Identifying opening and closing tags – Swiss Army Spreadsheets

Last week I said that I told the spreadsheet to do one thing if the cell contained an opening tag, and a different thing if it contained a closing tag, but I didn’t explain how I did that. The answer is that I used a function which I haven’t previously discussed: =isnumber().

There are a lot of =is____() functions, and some other day I might write up a list and discussion of them, but for now I want to focus on =isnumber(). What this function does is tell you whether or not the part in the () is a number. So what does this have to do with locating tags? Easy: I used =if(isnumber(find(“<div”,Code)),,)

To break that down, it’s testing whether the result of trying to find “<div” in the value on this row of the column named Code is, or is not, a number. Since =find() returns the position of the start of the string if it finds it (the first character is 1, the 2nd character is 2, and so on), and if the string isn’t there it returns an error. Now, in this situation it doesn’t matter where the “<div” is, it just matters that it’s there. So if =find() returns a number, then the line has a “<div”/opening tag. If it doesn’t have “<div” then =find(“<div”,Code) will return an error, and =isnumber(find(“<div”,Code)) will return false.
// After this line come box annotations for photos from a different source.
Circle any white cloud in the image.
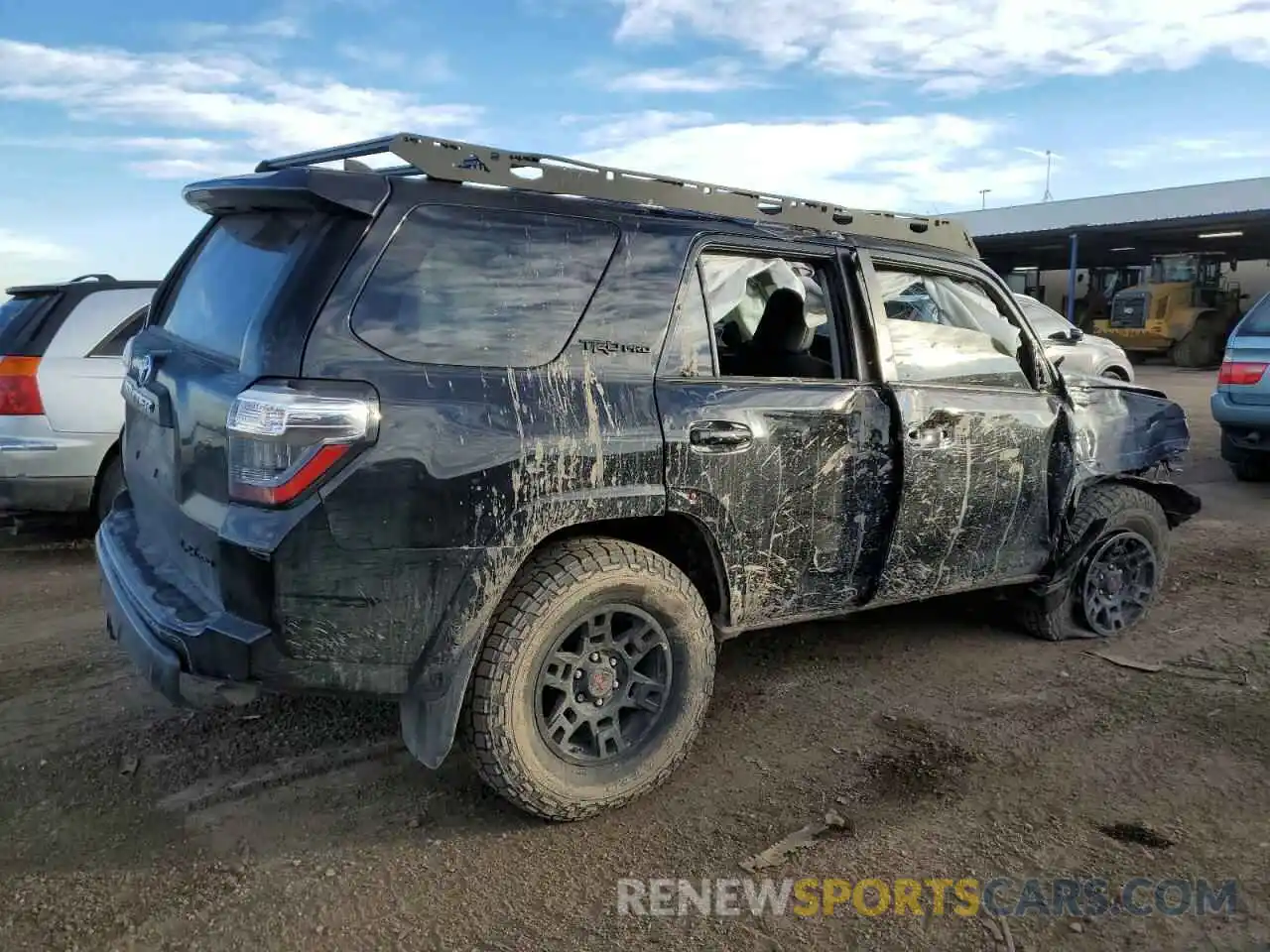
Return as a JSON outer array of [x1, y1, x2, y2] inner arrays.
[[335, 44, 454, 83], [604, 60, 767, 92], [613, 0, 1270, 94], [174, 17, 305, 44], [1105, 135, 1270, 176], [560, 109, 713, 149], [0, 40, 481, 176], [579, 114, 1045, 214], [0, 228, 76, 263]]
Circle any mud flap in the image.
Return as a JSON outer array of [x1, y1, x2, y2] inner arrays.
[[1028, 520, 1107, 612], [400, 639, 481, 771]]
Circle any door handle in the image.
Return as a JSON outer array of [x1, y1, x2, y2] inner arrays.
[[908, 425, 952, 449], [689, 420, 754, 453]]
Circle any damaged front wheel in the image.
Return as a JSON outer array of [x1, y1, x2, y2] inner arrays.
[[1016, 482, 1169, 641]]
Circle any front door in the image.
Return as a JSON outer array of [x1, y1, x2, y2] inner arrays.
[[657, 242, 897, 627], [862, 253, 1067, 602]]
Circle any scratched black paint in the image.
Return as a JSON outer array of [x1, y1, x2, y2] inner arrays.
[[99, 174, 1189, 766]]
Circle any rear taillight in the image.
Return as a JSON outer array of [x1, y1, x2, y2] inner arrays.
[[1216, 361, 1270, 387], [226, 384, 378, 505], [0, 357, 45, 416]]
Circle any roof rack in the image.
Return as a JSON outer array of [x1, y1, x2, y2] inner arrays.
[[255, 132, 978, 255]]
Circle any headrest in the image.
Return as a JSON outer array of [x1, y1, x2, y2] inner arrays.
[[753, 289, 812, 354]]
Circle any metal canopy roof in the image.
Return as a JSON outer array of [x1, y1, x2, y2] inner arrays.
[[956, 178, 1270, 271]]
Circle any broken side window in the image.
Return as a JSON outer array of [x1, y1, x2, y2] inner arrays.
[[699, 251, 834, 378], [877, 267, 1033, 390]]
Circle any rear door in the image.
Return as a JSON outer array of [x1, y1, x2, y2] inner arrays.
[[657, 239, 895, 627], [1218, 295, 1270, 407], [861, 251, 1070, 602], [123, 209, 325, 606]]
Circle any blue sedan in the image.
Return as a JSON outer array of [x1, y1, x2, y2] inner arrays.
[[1210, 295, 1270, 481]]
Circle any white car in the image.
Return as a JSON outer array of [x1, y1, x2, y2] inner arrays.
[[1015, 292, 1133, 384], [0, 274, 159, 521]]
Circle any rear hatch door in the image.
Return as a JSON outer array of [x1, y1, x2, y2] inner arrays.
[[123, 209, 323, 609], [1218, 295, 1270, 407]]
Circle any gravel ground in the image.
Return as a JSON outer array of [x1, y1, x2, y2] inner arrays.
[[0, 368, 1270, 952]]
In the spreadsheet I was counting both “<div” and “</div”, and so I used two columns — one for each. The actual formulas (with “previous” standing in for the cell above the cell with the formula) were:
=if(isnumber(find(“<div”,Code)),previous+1,previous)
=if(isnumber(find(“</div”,Code)),previous+1,previous)

I then subtracted total number of “</div” from the total number of “<div”. Since what I really cared about was the result of that subtraction, I could also have done it all in one combined formula, like this:
=if(isnumber(find(“<div”,Code)),previous+1,if(isnumber(find(“</div”,Code)),previous-1,previous)

In theory, since each line contained either “<div” or “</div” and not both, I could have used an even simpler formula:
=if(isnumber(find(“<div”,Code)),previous+1,previous-1)
However, the problem with this is that no matter how carefully you prepped the data, there’s always a possibility that it’s not exactly the way you think it will be. For example, there might be “<div” and “</div” both on the same line, or there might be a blank line, or other line with neither. The chances are pretty slim given how I prepped this data, but it rarely hurts to write formulas that can deal with unexpected issues.

Which, of course, brings up the question of how exactly I prepped this data. While I tend to write code so that div tags would be at the start of their respective lines, if you look at the screenshot you’ll see that I only have div tags… no paragraph tags, no line breaks, no tables, etc. I also don’t have any leading indentation, which as every programmer knows is fairly important if you want to be able to read the code after you’ve written it. Basically, I used Word to turn the whole thing into one long paragraph by getting rid of all the carriage returns (i.e. using find & replace to replace all the carriage returns with a space), and then I added carriage returns in front of each “<div” and each “</div” using a similar method. You can use this same trick in Open Office, but as far as I can tell Google Docs doesn’t currently have a way to do it. Which, of course, doesn’t mean it’s impossible — you can use spreadsheets to do it. It’s just fairly complex, so I’ll discuss that another week.

Lastly, there’s the inevitable question… was this the only way to count the number of div tags? Of course not. Since “<div” or “</div” appeared at the start of every line I could have used a formula such as:
=if(left(Code,5)=”<div”,previous+1,if(left(Code,5)=”</div”,previous-1,previous))

I just went with =if(isnumber(find()),,) because it’s such a general tool that I use it almost without thinking, even if it’s more robust than I actually need.